Gençlerin kullanımı artmaya devam ettikçe, e-sigaraların potansiyel zararları hakkındaki bilim büyüdü. Araştırmalar, e-sigaraların daha düşük miktarlarda ürettiğini, ancak sigarada bulunan toksinlerden arınmış olmadığını göstermektedir. Aynı zamanda, tatlandırıcı bileşikler ve diğer bileşenler kendi benzersiz zararlarını üretiyor olabilir. Son araştırmalar, e-sigaraların solunum sistemine verdiği zararları göstermektedir. Benzer şekilde, yeni çalışmalar, e-sigaraların kardiyovasküler sağlık için benzersiz tehditler oluşturabileceğini göstermektedir. Donanım tasarımında ve bileşenlerinde inanılmaz farklılıklar nedeniyle, genel e-sigara kategorisinin potansiyel zararları ve faydaları hakkında genelleştirilmiş açıklamalar yapmak neredeyse imkansız olmaya devam ediyor. Dahası, endüstri yöneticilerinin kendilerinin de kabul ettiği gibi, e-sigara kullanımının uzun vadeli sağlık etkilerini bilmiyoruz.
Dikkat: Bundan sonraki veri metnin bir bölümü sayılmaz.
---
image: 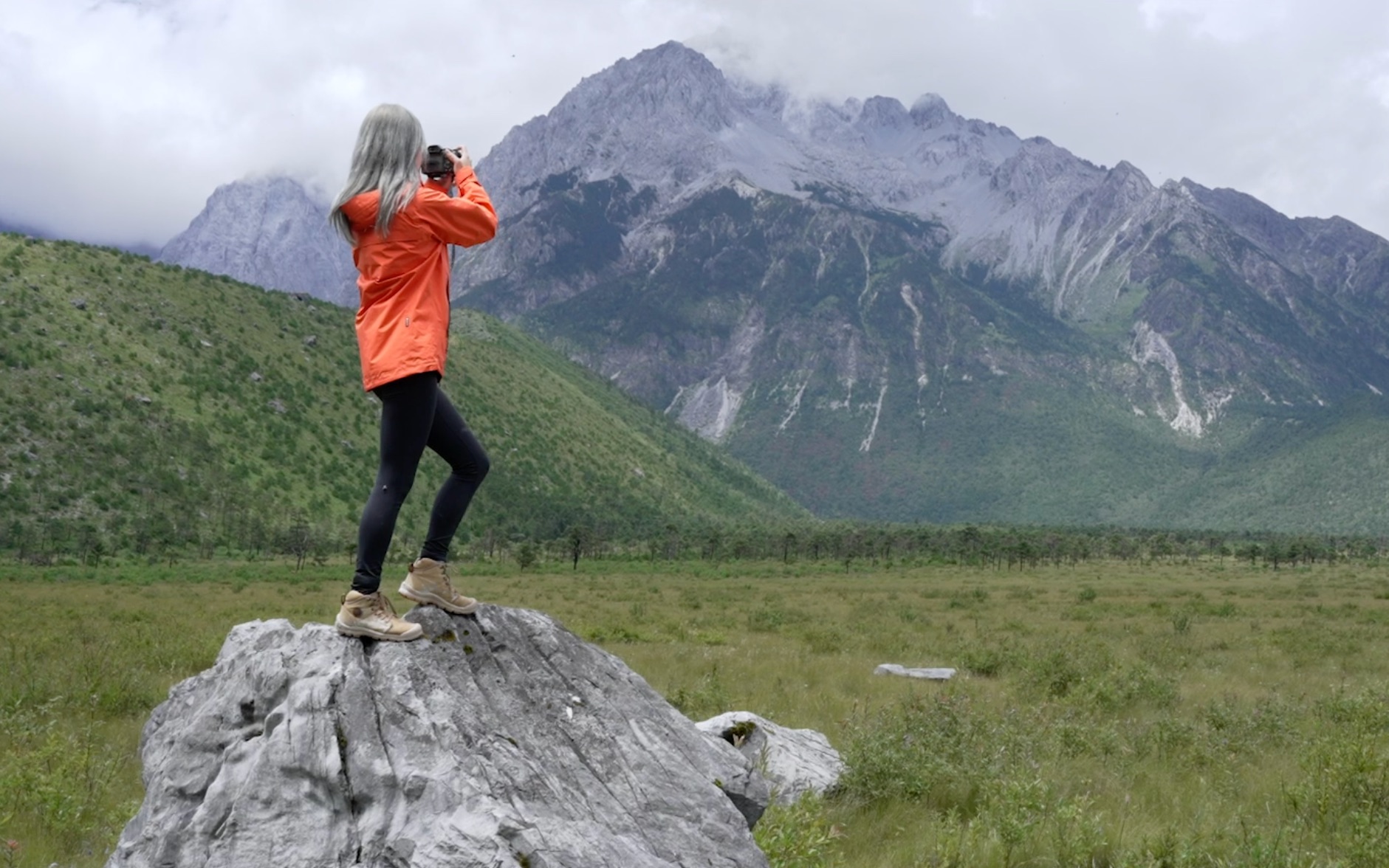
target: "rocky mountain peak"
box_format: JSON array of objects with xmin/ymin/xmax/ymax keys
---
[
  {"xmin": 158, "ymin": 175, "xmax": 357, "ymax": 306},
  {"xmin": 857, "ymin": 96, "xmax": 913, "ymax": 129},
  {"xmin": 911, "ymin": 93, "xmax": 958, "ymax": 126}
]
Basitçe söylemek gerekirse, veriler, şu anda Amerika Birleşik Devletleri'nde satıldıkları ve düzenlendikleri şekliyle e-sigaraların, yetişkinlerin sigarayı bırakması değil, ezici bir şekilde gençliğin başlatılması için bir araç olduğunu gösteriyor. E-sigaralar, aksi takdirde asla olmayacak olan çocukları nikotine maruz bırakır ve onları hem uzun hem de kısa vadeli sağlık sonuçları açısından risk altına sokar.